Concept: ternary operators, also known as trinary operators, also known as ternary operators.

  • Formula:X ? Y : Z, where X is a Boolean expression and returns Y if the result of X is true, and Z otherwise.
  • The return type of Y and Z must be the same.
  • The ternary operator must accept its return value, and its return value type is your return value type Y and Z.

7. Math Utility Class

The Math utility class provides a large number of methods for Math operations. The Math class is final and therefore cannot be inherited from the Math class. Methods in the Math class are static, so you can use the methods of the Math class directly without having to create Math objects.

  • Math.abs(-10): Absolute value.
  • Math.sqrt(16): square root.
  • Math.cbrt(8): cube root.
  • Math.
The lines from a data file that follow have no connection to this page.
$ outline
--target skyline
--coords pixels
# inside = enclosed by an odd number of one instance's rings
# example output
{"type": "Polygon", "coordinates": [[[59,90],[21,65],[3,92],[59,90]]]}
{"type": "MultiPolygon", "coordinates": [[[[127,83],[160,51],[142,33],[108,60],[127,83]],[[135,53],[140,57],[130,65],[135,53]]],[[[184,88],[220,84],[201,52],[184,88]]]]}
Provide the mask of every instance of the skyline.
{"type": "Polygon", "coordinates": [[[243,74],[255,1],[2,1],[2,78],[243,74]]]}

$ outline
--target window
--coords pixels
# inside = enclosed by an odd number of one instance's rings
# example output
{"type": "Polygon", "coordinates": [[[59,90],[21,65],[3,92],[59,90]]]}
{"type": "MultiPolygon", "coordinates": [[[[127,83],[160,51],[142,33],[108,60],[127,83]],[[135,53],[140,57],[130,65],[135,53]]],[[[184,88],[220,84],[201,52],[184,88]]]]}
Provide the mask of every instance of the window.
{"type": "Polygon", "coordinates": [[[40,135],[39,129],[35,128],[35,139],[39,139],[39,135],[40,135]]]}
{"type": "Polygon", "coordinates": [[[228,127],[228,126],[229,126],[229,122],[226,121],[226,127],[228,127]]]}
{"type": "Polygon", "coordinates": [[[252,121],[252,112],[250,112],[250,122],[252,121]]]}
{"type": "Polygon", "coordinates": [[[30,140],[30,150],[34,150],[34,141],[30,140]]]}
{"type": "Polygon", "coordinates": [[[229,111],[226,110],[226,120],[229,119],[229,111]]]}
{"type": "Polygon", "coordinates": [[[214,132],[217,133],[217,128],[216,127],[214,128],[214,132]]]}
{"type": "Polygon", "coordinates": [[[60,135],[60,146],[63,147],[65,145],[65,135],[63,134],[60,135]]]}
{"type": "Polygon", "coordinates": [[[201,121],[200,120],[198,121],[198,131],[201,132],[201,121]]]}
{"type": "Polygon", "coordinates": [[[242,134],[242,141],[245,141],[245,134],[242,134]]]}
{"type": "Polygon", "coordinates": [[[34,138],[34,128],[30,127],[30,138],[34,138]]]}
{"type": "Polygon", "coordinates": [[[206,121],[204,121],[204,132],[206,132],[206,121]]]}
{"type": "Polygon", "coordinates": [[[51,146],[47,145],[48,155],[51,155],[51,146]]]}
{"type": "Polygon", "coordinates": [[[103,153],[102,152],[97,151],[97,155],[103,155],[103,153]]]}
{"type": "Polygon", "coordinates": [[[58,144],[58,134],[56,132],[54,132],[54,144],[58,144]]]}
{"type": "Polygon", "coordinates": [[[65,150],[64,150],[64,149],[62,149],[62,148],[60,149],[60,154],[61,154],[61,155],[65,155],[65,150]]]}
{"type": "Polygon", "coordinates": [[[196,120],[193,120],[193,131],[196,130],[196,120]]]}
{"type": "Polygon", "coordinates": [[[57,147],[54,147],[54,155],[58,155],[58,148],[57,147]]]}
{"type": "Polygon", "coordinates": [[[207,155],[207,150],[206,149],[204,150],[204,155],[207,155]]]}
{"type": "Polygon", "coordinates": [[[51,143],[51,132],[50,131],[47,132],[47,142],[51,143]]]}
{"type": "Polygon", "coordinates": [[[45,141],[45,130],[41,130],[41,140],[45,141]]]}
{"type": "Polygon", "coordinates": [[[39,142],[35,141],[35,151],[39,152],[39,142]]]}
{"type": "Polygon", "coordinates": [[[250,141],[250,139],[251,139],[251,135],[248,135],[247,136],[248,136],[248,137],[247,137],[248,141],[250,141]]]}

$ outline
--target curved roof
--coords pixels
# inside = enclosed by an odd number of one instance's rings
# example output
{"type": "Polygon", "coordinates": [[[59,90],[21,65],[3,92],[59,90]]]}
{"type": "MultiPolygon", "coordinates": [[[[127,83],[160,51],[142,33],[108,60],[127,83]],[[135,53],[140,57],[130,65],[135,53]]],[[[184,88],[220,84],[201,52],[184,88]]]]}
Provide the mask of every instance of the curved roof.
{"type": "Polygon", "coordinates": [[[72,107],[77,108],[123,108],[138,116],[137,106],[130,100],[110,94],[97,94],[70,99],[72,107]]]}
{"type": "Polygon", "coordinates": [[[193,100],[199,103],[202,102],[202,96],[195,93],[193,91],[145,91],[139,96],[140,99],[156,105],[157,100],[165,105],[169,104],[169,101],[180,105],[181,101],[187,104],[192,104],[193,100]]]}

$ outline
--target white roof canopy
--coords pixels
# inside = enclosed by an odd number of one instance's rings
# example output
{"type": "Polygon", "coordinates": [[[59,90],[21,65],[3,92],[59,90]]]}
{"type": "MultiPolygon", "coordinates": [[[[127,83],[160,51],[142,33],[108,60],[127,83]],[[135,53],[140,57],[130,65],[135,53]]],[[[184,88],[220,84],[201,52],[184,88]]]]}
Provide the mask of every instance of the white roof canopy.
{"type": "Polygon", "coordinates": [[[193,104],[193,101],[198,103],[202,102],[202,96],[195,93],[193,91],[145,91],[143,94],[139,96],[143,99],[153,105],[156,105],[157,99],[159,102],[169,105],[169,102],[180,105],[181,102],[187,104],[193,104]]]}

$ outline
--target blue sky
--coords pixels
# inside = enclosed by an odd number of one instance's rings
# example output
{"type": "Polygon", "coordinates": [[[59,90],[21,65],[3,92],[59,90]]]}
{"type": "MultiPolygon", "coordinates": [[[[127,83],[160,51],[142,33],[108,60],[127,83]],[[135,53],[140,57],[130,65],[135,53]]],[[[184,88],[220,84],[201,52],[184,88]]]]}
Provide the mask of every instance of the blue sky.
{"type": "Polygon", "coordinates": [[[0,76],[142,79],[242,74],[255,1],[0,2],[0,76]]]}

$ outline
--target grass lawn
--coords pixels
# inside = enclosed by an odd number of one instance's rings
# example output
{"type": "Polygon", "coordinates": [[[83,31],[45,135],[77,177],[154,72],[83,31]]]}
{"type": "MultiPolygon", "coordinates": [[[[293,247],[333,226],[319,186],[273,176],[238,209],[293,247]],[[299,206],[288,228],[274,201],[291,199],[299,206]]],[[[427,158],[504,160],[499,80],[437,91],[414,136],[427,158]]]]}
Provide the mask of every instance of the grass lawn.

Ceil (2.1): Round up.
  • Math. Floor (2.9): Round down.
  • Math.max(1, 6): Maximum value.
  • Math.min(1, 6): Minimum value.
  • Math.pow(2, 3): A to the b power.
  • Math. Round (2.4): Round off.
  • Math.random(): random number: a number between [0-1] is generated at random each time.

New Random().nextint (5) is more recommended for Random number generation code; , can directly generate a random int value in the range of 0 to 5.